Line separators are not added, so it is usual for each of the lines provided to have a line separator at the end.

exception airfs.storage.github.GithubRateLimitException[source]

Exception if rate limit reached.

add_note()

Exception.add_note(note) – add a note to the exception

with_traceback()

Exception.with_traceback(tb) – set self.__traceback__ to tb and return self.

exception airfs.storage.github.GithubRateLimitWarning[source]

Warning if rate limit reached and waiting.

add_note()

Exception.add_note(note) – add a note to the exception

with_traceback()

Exception.with_traceback(tb) – set self.__traceback__ to tb and return self.

class airfs.storage.github.GithubRawIO(*args, **kwargs)[source]

Binary GitHub Object I/O.

Parameters:
  • name (path-like object) – URL to the file which will be opened.

  • mode (str) – The mode can be ‘r’ for reading (default)

close()

Flush the write buffers of the stream if applicable and close the object.

fileno()

Returns underlying file descriptor if one exists.

OSError is raised if the IO object does not use a file descriptor.

flush()

Flush.

Flush the write buffers of the stream if applicable and save the object on the storage.

isatty()

Return whether this is an ‘interactive’ stream.

Return False if it can’t be determined.

property mode

The mode.

Returns:

Mode.

Return type:

str

property name

Name.

Returns:

Name

Return type:

str

readable()

Return True if the stream can be read from.

If False, read() will raise OSError.

Returns:

Supports reading.

Return type:

bool

readall()

Read and return all the bytes from the stream until EOF.

Returns:

Object content

Return type:

bytes

readinto(b)

Read the object content into a buffer.

Read bytes into a pre-allocated, writable bytes-like object b, and return the number of bytes read.

Parameters:

b (bytes-like object) – buffer.

Returns:

number of bytes read

Return type:

int

readline(size=-1, /)

Read and return a line from the stream.

If size is specified, at most size bytes will be read.

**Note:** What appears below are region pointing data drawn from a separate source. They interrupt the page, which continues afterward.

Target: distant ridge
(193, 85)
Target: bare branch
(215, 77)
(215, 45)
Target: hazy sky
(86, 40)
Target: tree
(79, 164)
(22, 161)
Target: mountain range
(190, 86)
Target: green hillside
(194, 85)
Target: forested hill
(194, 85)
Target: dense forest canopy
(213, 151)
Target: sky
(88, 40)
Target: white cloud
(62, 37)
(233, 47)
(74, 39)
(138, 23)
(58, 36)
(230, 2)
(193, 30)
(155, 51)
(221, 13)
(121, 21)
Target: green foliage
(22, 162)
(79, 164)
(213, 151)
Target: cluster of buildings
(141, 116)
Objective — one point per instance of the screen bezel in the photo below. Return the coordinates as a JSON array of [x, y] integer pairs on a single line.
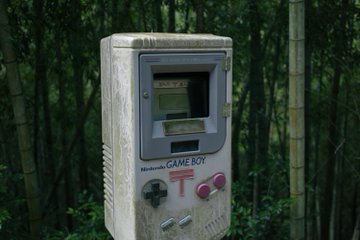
[[154, 142]]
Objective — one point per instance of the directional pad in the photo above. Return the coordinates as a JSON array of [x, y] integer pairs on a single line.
[[154, 190]]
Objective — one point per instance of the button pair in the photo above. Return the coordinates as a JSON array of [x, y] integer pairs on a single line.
[[203, 189], [171, 222]]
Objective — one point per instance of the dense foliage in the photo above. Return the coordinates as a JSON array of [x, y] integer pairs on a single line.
[[57, 45]]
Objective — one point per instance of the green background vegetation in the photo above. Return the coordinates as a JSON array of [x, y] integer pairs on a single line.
[[57, 49]]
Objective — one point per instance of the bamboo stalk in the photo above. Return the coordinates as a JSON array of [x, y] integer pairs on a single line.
[[18, 102], [296, 117]]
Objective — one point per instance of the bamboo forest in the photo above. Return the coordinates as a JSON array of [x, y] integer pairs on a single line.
[[51, 167]]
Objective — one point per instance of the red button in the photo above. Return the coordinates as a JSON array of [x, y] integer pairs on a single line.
[[203, 190], [219, 180]]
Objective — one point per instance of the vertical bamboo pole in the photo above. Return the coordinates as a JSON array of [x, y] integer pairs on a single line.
[[296, 113], [18, 102]]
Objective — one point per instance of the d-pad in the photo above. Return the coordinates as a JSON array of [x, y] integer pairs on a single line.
[[155, 193]]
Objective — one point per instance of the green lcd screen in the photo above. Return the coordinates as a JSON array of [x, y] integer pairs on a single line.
[[180, 95]]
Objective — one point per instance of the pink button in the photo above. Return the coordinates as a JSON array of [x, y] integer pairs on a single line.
[[203, 190], [219, 180]]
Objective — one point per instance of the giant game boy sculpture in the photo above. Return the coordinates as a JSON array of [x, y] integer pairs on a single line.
[[166, 131]]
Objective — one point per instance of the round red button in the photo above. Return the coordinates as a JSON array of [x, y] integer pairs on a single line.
[[203, 190], [219, 180]]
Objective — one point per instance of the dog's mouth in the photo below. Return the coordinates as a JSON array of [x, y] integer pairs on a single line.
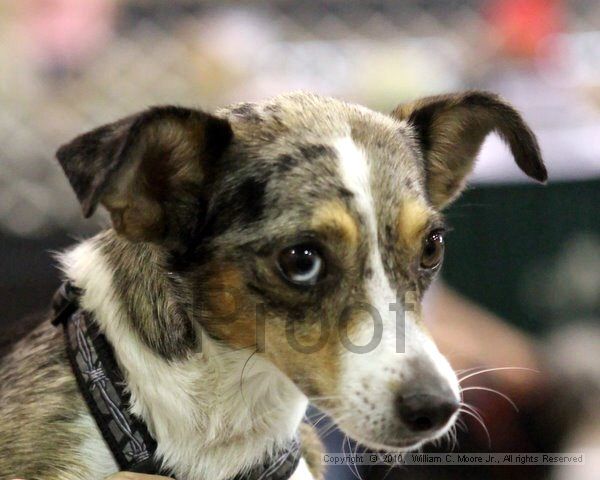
[[399, 442]]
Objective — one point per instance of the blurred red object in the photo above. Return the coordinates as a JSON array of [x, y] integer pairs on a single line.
[[523, 24], [66, 32]]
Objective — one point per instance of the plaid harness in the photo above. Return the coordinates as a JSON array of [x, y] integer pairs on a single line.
[[102, 385]]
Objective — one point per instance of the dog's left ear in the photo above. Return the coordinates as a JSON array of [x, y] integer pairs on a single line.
[[451, 129], [149, 170]]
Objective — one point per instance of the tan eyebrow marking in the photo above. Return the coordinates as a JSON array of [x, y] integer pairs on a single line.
[[333, 215], [414, 217]]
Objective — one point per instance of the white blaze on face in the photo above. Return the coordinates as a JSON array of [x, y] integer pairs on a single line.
[[371, 380]]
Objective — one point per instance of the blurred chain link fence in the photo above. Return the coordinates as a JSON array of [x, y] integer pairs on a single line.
[[68, 66]]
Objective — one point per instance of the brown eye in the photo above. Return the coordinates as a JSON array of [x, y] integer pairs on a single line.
[[301, 264], [433, 250]]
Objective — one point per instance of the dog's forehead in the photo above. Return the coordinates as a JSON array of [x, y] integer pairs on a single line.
[[305, 131], [296, 152]]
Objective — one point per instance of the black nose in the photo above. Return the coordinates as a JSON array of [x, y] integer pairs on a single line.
[[421, 412]]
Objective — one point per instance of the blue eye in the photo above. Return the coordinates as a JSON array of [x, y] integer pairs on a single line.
[[301, 264]]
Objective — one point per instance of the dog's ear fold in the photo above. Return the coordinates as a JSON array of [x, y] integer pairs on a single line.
[[148, 169], [451, 129]]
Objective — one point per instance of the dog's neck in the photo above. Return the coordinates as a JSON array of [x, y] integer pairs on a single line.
[[216, 411]]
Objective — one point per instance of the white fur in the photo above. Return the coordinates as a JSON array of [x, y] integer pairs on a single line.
[[206, 425], [401, 346], [302, 472]]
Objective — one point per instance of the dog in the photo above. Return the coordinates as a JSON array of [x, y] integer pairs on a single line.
[[260, 257]]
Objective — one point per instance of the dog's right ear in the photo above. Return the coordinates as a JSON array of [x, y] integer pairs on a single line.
[[148, 169]]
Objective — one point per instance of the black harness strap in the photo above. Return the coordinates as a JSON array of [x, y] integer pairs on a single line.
[[101, 383]]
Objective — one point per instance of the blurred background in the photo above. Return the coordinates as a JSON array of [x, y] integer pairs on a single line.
[[521, 283]]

The line terminator is always b’n’ for binary files; for text files, the newlines argument to open can be used to select the line terminator(s) recognized.

readlines(hint=-1, /)

Return a list of lines from the stream.

hint can be specified to control the number of lines read: no more lines will be read if the total size (in bytes/characters) of all lines so far exceeds hint.

seek(offset, whence=0)

Change the stream position to the given byte offset.

Parameters:
  • offset (int) – Offset is interpreted relative to the position indicated by whence.

  • whence (int) – The default value for whence is SEEK_SET. Values are: SEEK_SET or 0 – Start of the stream (the default); offset should be zero or positive SEEK_CUR or 1 – Current stream position; offset may be negative SEEK_END or 2 – End of the stream; offset is usually negative

Returns:

The new absolute position.

Return type:

int

seekable()

Return True if the stream supports random access.

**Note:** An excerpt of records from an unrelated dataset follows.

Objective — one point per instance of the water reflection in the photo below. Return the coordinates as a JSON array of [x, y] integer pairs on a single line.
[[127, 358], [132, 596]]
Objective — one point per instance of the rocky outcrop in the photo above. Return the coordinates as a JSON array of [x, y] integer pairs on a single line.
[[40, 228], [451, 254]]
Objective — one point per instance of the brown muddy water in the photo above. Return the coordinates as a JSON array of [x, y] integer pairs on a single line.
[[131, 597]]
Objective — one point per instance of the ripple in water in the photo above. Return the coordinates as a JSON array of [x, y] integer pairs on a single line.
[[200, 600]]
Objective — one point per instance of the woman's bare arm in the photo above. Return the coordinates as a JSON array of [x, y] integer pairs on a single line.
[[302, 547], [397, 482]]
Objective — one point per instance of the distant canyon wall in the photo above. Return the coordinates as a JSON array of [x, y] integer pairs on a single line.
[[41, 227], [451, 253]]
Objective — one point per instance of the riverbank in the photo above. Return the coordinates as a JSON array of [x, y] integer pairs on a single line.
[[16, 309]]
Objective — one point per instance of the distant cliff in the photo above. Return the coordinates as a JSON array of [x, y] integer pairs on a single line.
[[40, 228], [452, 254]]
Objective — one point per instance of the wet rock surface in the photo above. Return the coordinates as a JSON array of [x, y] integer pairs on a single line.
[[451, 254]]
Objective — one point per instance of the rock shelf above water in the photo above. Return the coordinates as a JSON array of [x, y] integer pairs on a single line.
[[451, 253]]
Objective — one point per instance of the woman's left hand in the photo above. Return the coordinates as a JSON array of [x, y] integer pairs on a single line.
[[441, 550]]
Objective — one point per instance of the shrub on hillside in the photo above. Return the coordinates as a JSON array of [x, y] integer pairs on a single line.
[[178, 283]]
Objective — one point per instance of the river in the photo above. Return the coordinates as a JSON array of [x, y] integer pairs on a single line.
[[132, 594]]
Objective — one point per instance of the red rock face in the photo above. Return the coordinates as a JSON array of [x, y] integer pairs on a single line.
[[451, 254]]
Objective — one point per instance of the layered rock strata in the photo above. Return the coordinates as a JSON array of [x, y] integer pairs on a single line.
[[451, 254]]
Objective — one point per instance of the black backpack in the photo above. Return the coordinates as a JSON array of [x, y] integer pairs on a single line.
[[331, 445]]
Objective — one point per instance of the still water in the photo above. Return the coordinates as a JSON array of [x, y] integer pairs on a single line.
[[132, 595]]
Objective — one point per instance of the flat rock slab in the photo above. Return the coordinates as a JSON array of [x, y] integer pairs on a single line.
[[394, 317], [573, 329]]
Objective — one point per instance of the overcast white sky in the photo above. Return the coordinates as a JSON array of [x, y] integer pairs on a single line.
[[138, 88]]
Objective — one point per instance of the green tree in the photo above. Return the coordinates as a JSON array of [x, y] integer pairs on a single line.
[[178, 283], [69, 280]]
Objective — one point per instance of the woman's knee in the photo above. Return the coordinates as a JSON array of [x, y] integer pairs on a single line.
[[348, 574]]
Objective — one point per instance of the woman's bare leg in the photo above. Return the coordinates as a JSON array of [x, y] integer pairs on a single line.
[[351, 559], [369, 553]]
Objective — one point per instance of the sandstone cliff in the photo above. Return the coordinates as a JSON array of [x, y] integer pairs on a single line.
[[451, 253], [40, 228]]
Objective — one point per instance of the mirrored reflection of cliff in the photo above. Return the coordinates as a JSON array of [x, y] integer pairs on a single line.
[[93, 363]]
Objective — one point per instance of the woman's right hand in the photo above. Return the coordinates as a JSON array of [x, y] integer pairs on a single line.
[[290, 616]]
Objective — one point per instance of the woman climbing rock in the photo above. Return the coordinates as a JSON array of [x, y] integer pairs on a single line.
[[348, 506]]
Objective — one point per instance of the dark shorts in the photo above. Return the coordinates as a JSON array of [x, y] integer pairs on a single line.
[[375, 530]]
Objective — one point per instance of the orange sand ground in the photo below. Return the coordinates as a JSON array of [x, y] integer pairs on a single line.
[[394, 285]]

If False, seek(), tell() and truncate() will raise OSError.

Returns:

Supports random access.

Return type:

bool

tell()

Return the current stream position.

Returns:

Stream position.

Return type:

int

truncate()

Truncate file to size bytes.

File pointer is left unchanged. Size defaults to the current IO position as reported by tell(). Returns the new size.

writable()

Return True if the stream supports writing.

If False, write() and truncate() will raise OSError.

Returns:

Supports writing.

Return type:

bool

write(b)

Write into the object.

Write the given bytes-like object, b, to the underlying raw stream, and return the number of bytes written.

Parameters:

b (bytes-like object) – Bytes to write.

Returns:

The number of bytes written.

Return type:

int

writelines(lines, /)

Write a list of lines to stream.

Line separators are not added, so it is usual for each of the lines provided to have a line separator at the end.